In a major initiative, the work of Anganwadis is being digitized, starting with the 27 most economically disadvantaged districts in Uttar Pradesh: Bihar, Madhya Pradesh, Rajasthan, Odisha and Andhra Pradesh. In March 2021, Anganwadis' workers were provided with a smartphone app to record data that will be integrated with the health ministry, which is involved in carrying out immunization, health check-ups, and nutrition education under Integrated Child Development Services. They were informed that failure to
upload digitally-entered records could result in salary and food suspension. Difficulties emerged with this smartphone app's reportedly being hard to use, being written in only English, and demanding more memory than cheap smartphones have. Anganwadi employees, mostly women who earn less than $150 a month, if they even have smartphones, experienced repeated crashes of this app or found that they do not understand enough English to use it. Many lack phone reception and electricity in their villages and ask why meticulously written ledgers, used for years, no longer suffice.

In order to ensure growth monitoring of children and home visits, an incentive of Rs. 500 and Rs. 250 is provided per month to Anganwadi Workers (AWWs) and Anganwadi Helpers (AWHs).
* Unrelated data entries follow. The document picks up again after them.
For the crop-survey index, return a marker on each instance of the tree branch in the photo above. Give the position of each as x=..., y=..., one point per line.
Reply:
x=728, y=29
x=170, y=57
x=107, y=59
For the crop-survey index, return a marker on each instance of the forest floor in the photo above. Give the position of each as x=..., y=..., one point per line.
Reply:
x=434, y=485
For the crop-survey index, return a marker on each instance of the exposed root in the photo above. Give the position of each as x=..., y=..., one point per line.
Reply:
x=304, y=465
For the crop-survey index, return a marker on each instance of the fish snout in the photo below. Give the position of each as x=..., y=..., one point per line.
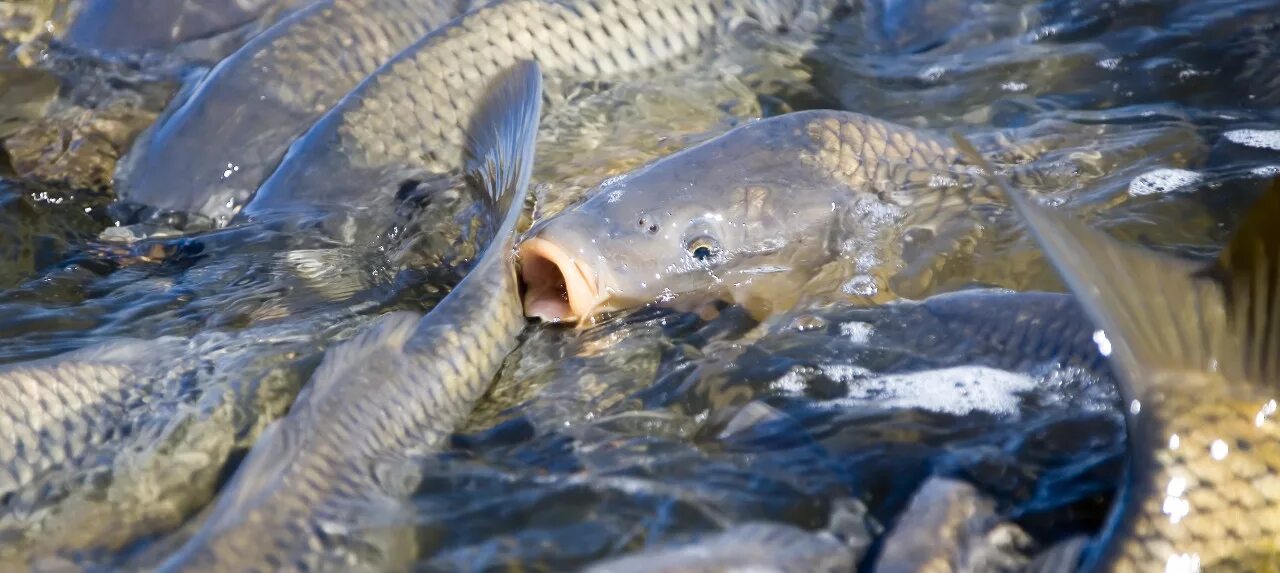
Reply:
x=558, y=285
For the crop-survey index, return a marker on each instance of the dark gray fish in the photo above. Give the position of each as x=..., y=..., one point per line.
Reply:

== Integration with other official schemes ==

The Integrated Child Development Services scheme did not have provision for the construction of AWC buildings as this was envisaged to be provided by the community except for the North Eastern States. For them, financial support was provided for construction of AWC buildings since 2001-02 at a unit cost of ₹175,000.

As part of the strengthening and restructuring the ICDS scheme, the government approved a provision of construction of 200,000 Anganwadi centre buildings at a cost of ₹450,000 per unit during XII Plan period in a phased manner with a cost-sharing ratio of 75:25 between centre and states (other than the NER, where it will be at 90:10).

Further, construction of AWC has been notified as a permissible activity under the Mahatma Gandhi National Rural Employment Guarantee Act (MNREGA). The construction of AWC buildings can be taken up in convergence with MNREGA.

Planned renaming of few schemes under new umbrella term i.e. Saksham Anganwadi and Poshan 2.0 includes anganwadi services, Poshan Abhiyan, scheme for adolescent girls, and national creche scheme.

==International efforts==

UNICEF and the UN Millennium Development Goals of reducing infant mortality and improving maternal care are the impetus for increasing focus on the Anganwadis. Workers and helpers are expected to be trained per WHO standards.